There is warning against nature here, truly, but consolation for us in God. But there is something besides.
At the bidding of the prophet, the king takes bow and arrows and does with them according to the word of the prophet: the prophet interpreting the action to him. Then the king, taking the arrows by themselves, as Elisha bids him, smites with them upon the ground—but only three times. The man of God is wroth, and rebukes him: for he is grieved and disappointed. But why this heat in the soul of Elisha? The reason is beautiful.
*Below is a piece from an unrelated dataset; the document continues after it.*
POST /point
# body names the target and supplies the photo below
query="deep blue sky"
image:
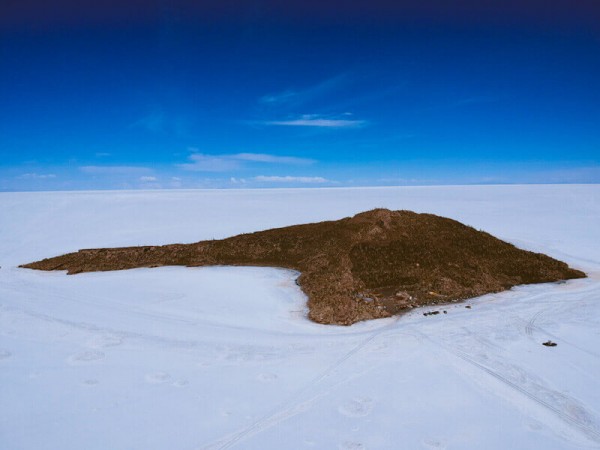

He had just told the king that “the arrow of the Lord’s deliverance, and the arrows of deliverance from Syria,” were in his hand: had his soul been in unison with the prophet, had it glowed with thoughts of that glory which was thus brought so nigh to him, and had his heart sparkled at the sight of the Lord’s own quiver then in his hand, how lustily he would have smitten the ground at the bidding of the prophet. Had Joash but valued the Lord’s arrow as Elisha had valued his master’s mantle, all would have been harmony of soul between them. But the king had not in spirit fallen into that current which was then bearing the prophet along, and with slack hand he smote the ground but thrice. And, oh, how much of this we know! Where is the fine, rich fervency of heart, the glow of soul, and power of utterance which were known among our tried and suffering brethren in other days? What smiting on the ground again and again was there, in company, as it were, with the soul of Elisha! But our hand is slack. The unction, the zeal, the earnests of the Spirit express themselves in feebler lines with us. Elisha had cried out as Elijah was leaving him, “My father, my father, the chariot of Israel, and the horsemen thereof”—but he also took up the mantle of the prophet and smote the waters as the prophet had smitten them, dividing them hither and thither. The king comes to Elisha as he is leaving him, and utters the same words, but there is no kindred smiting. The king’s heart is cold, and his hand is slack, where Elisha’s had been fervent and bold. “O Lord, revive Thy work in the midst of the years, in the midst of the years make known.”
We stand but little, nowadays, in the rich and fervent power of the Spirit of God. At least one feels this for oneself too sensibly. There may be extension in the field of vision, or multiplied truths dwelling in the thoughts, but the deep, unctuous virtue of the truth itself is less felt. Again I say, one speaks this at least of oneself, of the coldness and narrowness of one’s own affections. May we still say, “Lord, revive Thy work!”